To address these questions, I used confirmatory factor analyses for ordered-categorical measures to probe for measurement bias on two large, standardized, nationally representative, US surveys of alcohol abuse conducted in 1992 and 2001–2002. In 2001–2002, analyses investigated whether 10 items operationalizing DSM-IV alcohol abuse provided equivalent measurement across Hispanic (n = 4,893) and non-Hispanic Caucasians (n = 16,480). In 1992, analyses examined whether a reduced 6 item item-set provided equivalent measurement among 834 Hispanic and 14,8335 non-Hispanic Caucasians.
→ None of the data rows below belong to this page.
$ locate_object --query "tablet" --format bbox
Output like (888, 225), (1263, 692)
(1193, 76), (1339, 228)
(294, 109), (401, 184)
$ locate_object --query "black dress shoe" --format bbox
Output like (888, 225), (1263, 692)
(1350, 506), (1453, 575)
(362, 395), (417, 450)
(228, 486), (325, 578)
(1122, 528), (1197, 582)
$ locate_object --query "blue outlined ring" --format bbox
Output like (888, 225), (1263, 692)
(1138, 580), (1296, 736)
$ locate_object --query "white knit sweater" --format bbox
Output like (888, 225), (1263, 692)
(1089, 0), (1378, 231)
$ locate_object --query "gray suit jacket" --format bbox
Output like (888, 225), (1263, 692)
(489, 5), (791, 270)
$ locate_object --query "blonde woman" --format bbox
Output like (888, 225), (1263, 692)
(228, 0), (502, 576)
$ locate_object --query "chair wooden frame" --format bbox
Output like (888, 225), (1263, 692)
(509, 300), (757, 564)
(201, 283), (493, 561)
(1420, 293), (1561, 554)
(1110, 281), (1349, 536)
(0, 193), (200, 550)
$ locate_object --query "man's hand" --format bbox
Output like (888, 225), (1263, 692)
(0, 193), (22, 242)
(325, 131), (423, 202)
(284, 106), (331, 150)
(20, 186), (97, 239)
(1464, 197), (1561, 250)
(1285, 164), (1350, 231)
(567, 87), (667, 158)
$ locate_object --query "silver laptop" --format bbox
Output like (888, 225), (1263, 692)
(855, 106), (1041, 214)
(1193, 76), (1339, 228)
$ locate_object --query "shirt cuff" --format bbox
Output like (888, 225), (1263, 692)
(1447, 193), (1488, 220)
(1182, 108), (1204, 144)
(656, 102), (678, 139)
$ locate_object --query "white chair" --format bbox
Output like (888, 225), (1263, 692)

In 1992, findings demonstrated statistically significant measurement bias for two items. However, sensitivity analyses showed that item-level bias did not appreciably bias item-set based alcohol abuse estimates among this cohort. For 2001–2002, results demonstrated statistically significant bias for seven items, suggesting caution regarding the cross-ethnic equivalence of alcohol abuse estimates among the current US Hispanic population. Sensitivity analyses indicated that item-level differences did erroneously impact alcohol abuse rates in 2001–2002, underestimating rates among Hispanics relative to Caucasians.
1992's item-level findings suggest that estimates of drinking related social or legal problems may underestimate these specific problems among Hispanics. However, impact analyses indicated no appreciable effect on alcohol abuse estimates resulting from the item-set. Efforts to monitor change in alcohol abuse diagnoses among the Hispanic community can use 1992 estimates as a valid baseline. In 2001–2002, item-level measurement bias on seven items did affect item-set based estimates. Bias underestimated Hispanics' self-reported alcohol abuse levels relative to non-Hispanic Caucasians. Given the cross-ethnic equivalence of 1992 estimates, bias in 2001–2002 speciously minimizes current increases in drinking behavior evidenced among Hispanics. Findings call for increased public health efforts among the Hispanic community and underscore the necessity for cultural sensitivity when generalizing measures developed in the majority to minorities.
Psychological science and its allied disciplines too often stand culturally blind, rarely questioning if concepts and measurements valid in the majority culture demonstrate similar validity among minority communities. Despite the fact that alcohol dependence often leads to greater impairment than alcohol abuse and that some recent arguments call for a single diagnostic category encompassing both, alcohol abuse remains a separate diagnostic category in DSM-IV and embodies a substantial public health problem. For example, recent estimates suggest a DSM-IV alcohol abuse prevalence rate of approximately 4.7% in the US.  However, studies note significant differences when comparing the prevalence and comorbidity of alcohol abuse and dependence across Caucasians and cultural minorities. [3, 4] Consistent with earlier work,[5, 6] these studies show a significantly lower rate of comorbid alcohol disorders among Hispanics as compared to Caucasians.  Work also establishes a changing trend of drinking behavior across Caucasians and Hispanics, remaining relatively stable among Caucasians and increasing for Hispanics.  These investigations demonstrate etiological and epidemiological differences in alcohol abuse across Caucasians and Hispanics and highlight the need for culturally sensitive public health policy and prevention and intervention efforts, particularly given the presence of health disparities [7–12] and the colossal cost of alcohol abuse to individuals, families, and society. [13, 14] Despite this work, research has not adequately explored culture's possible influence on alcohol abuse.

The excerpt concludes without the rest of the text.